Management Buyouts: Getting the price right
9th May 2017 by Parik Bhandiwad
Management Buyouts (or MBOs) can deliver a speedy exit mechanism for the owners of private companies by handing over the reins of day to day operations and ownership to senior management. Once the groundwork for the MBO has been laid out and the senior management team leading the company post-MBO has been identified, its time to discuss the most important component of the MBO: valuation.
In simple terms, valuation reflects the price that a seller (owners) will be prepared to accept to sell his/ her shareholding and the price that a buyer (senior management team) will be prepared to pay for the acquisition of those shares. Whilst the definition may sound beguilingly simple, valuation can often be the most time consuming and contentious topic in the context of any transaction. Many times transactions fall apart because the buyer and sellers cannot agree on the value of the company. Whilst the pricing discussions in an MBO are much more friendly and constructive (since the buyer and the sellers have worked with each other previously), it is still crucial to get the price right. Remember, that an MBO could very well be a once in a lifetime opportunity for both the buyer and the sellers to fulfil their aspirations; hence each party will want to get the most out of it.
The main question is – why is a valuation contentious? The answer lies in the so called ‘expectation gap’ between the buyer and the sellers. Clearly, the sellers would want the highest price for their shareholding … after all in owner managed businesses; the sellers have worked extremely hard their entire lives to build a thriving business, so it is only right that they should want the highest price for the fruits of their labour. On the other hand, the buyer would want to restrict the price being paid to the sellers … remember that the buyer is the senior management team, who have been pivotal for the growth of the business. It is therefore also right on the buyer’s part to restrict the price paid to the sellers, as the senior management team has been responsible for creating a fair portion of the ‘value’ in the business. Hence, it is justifiable that the buyer would want this value to be retained in the business rather than paid out to the sellers.
To complicate matters further, the sellers and the buyer may also have differing views on what is achievable in the future. If the sellers were to stay on in the business, there would be continuity in terms of leadership, supplier and customer relationships etc. Therefore, in a growing business, the sellers are often very optimistic about the future prospects of the business and therefore expect a higher value for their shares. However, the buyer on the other hand, would be stepping into the owners’ shoes for perhaps the first time in their lives. The senior management team face an uphill challenge as there would be steep learning costs of becoming the new owners. At the same time, they would be expected to ‘hit the ground running’ to keep the transitioning to a new ownership as smooth as possible for the suppliers, customers and the employees. These ‘costs of new ownership’ are likely to affect performance in the near short term and hence, the buyer probably has a less optimistic view of the near future prospects of the business and therefore a lower valuation expectation for the company.

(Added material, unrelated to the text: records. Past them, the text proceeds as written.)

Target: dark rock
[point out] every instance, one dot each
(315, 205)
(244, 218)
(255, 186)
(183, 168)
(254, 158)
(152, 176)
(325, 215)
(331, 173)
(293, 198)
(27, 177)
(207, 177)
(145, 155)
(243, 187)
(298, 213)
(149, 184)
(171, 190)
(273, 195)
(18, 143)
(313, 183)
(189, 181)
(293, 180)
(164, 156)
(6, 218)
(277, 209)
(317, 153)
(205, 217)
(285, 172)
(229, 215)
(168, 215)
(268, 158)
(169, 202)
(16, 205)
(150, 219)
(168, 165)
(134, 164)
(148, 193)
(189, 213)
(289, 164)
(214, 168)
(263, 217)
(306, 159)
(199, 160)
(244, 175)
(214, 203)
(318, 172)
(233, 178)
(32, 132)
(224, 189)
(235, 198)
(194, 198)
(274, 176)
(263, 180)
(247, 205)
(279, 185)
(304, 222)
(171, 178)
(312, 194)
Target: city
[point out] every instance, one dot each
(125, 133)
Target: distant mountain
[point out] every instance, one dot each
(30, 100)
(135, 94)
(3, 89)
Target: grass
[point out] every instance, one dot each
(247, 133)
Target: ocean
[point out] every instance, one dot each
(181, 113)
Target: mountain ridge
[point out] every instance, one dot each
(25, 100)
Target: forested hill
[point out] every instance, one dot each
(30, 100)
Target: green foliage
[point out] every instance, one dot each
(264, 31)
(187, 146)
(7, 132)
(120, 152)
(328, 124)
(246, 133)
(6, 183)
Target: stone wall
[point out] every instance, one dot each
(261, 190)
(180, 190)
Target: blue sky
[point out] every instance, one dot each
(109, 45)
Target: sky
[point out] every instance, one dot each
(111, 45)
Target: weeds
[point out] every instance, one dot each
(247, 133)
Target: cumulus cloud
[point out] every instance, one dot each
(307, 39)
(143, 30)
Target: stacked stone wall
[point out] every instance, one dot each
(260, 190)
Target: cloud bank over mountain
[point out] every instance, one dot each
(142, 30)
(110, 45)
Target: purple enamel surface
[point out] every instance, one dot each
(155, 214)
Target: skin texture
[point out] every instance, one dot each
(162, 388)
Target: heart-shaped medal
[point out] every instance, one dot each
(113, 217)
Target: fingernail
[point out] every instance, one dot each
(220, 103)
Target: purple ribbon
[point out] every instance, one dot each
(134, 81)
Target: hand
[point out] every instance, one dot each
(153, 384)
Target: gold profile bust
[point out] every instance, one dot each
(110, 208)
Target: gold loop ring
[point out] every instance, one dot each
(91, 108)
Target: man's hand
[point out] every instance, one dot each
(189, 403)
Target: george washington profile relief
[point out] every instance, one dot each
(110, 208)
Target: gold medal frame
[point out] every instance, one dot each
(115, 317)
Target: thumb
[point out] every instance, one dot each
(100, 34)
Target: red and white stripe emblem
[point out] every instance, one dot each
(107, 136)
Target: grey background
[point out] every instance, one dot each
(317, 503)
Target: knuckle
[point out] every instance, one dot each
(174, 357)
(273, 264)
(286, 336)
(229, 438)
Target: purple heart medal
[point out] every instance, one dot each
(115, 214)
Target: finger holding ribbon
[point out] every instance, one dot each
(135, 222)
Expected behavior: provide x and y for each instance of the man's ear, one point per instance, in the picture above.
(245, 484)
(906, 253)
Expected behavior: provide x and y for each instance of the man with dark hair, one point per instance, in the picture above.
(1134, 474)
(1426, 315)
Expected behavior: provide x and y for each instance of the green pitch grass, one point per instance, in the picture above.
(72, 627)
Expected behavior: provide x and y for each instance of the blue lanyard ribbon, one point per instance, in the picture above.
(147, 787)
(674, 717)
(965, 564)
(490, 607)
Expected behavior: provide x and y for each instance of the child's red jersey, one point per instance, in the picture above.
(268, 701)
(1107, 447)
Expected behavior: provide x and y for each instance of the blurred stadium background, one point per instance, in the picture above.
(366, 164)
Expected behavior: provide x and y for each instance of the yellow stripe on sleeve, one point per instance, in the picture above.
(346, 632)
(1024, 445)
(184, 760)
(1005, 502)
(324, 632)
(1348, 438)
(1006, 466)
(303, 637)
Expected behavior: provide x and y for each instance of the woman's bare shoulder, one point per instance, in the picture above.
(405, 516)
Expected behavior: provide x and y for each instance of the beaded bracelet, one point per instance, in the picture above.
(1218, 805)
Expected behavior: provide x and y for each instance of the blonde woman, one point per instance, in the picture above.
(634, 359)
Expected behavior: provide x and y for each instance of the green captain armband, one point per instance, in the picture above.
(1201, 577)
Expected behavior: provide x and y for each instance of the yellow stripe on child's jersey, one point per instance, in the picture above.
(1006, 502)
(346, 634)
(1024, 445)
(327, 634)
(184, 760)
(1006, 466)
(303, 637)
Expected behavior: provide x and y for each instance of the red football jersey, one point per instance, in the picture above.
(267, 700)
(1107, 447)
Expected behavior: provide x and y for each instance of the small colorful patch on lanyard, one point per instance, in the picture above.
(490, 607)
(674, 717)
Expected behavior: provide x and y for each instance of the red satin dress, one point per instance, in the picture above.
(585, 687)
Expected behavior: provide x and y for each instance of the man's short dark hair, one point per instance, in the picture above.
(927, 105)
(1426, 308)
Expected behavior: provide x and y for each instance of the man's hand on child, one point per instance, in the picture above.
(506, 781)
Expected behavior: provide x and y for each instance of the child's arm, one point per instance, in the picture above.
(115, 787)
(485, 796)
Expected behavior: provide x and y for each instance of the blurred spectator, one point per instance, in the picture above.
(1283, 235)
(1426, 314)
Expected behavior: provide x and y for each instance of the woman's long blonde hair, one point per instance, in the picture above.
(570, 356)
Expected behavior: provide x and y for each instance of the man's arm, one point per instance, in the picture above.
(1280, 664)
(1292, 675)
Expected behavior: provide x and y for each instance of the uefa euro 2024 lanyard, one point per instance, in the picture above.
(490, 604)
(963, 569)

So, is there a solution to the valuation conundrum? The answer is yes! The buyer needs to see things from the sellers’ viewpoint and the sellers would need to see things from the buyers’ viewpoint to arrive at the ‘right price’. The beauty of an MBO is that since the buyer and the sellers usually already have a good working relationship, it is much easier for each party to see things from the others’ viewpoint. This encourages the buyer and the sellers to seek a ‘common ground’ and cross the expectation bridge together. Once this common ground is reached, the headline price is agreed upon.
Now that the headline price has been agreed upon, can the buyer and sellers rest in peace? Not quite yet. The price agreed between the buyer and the sellers will most likely be what is termed as the ‘enterprise value’ of the company. This is the value of the business on a ‘cash free debt free basis’ i.e. it excludes any debt/ financing in the business and its cash reserves. So, in effect, this is not the final price that is payable to the sellers. The enterprise value of the company is subject to ‘debt’ and ‘cash’ adjustments. Again, the definitions of debt and cash may seem straightforward, but in real life, these can be quite contentious too. The cash adjustment usually refers to any cash in the business that is not part of the working capital cycle of the company. Both these adjustments are particularly relevant to companies that have high levels of debt or cash on their balance sheet. In our professional lives, we have seen transactions where the cash adjustment was more than the enterprise value of the company and the debt adjustment accounted for over 80% of the deal value!
These adjustments are also agreed upon through negotiations between the buyer and the sellers. In rare cases, transactions can fall apart due to disagreement between the buyer and sellers over the debt and cash adjustments. However, this is far less likely to happen in an MBO, where the buyer and sellers will already have a good idea of what the debt and cash position is in the company as they have both been involved in the operations of the business.
The final price after adjustments for cash and debt is termed the ‘equity value’ of the company. This is the value that will be realised by the sellers in respect of their shareholding in the business. The agreement over the equity value marks a big step towards the completion of the MBO, and in most cases, one of the principal ‘pressure points’ of the deal.
As can be seen, getting the price right is no mean feat … it requires patience and empathy from both the buyer and the sellers. It is highly advisable to consult an experienced advisor to assist with the valuation process (and beyond) of the MBO as this can greatly help narrow the expectation gap between the buyer and the sellers.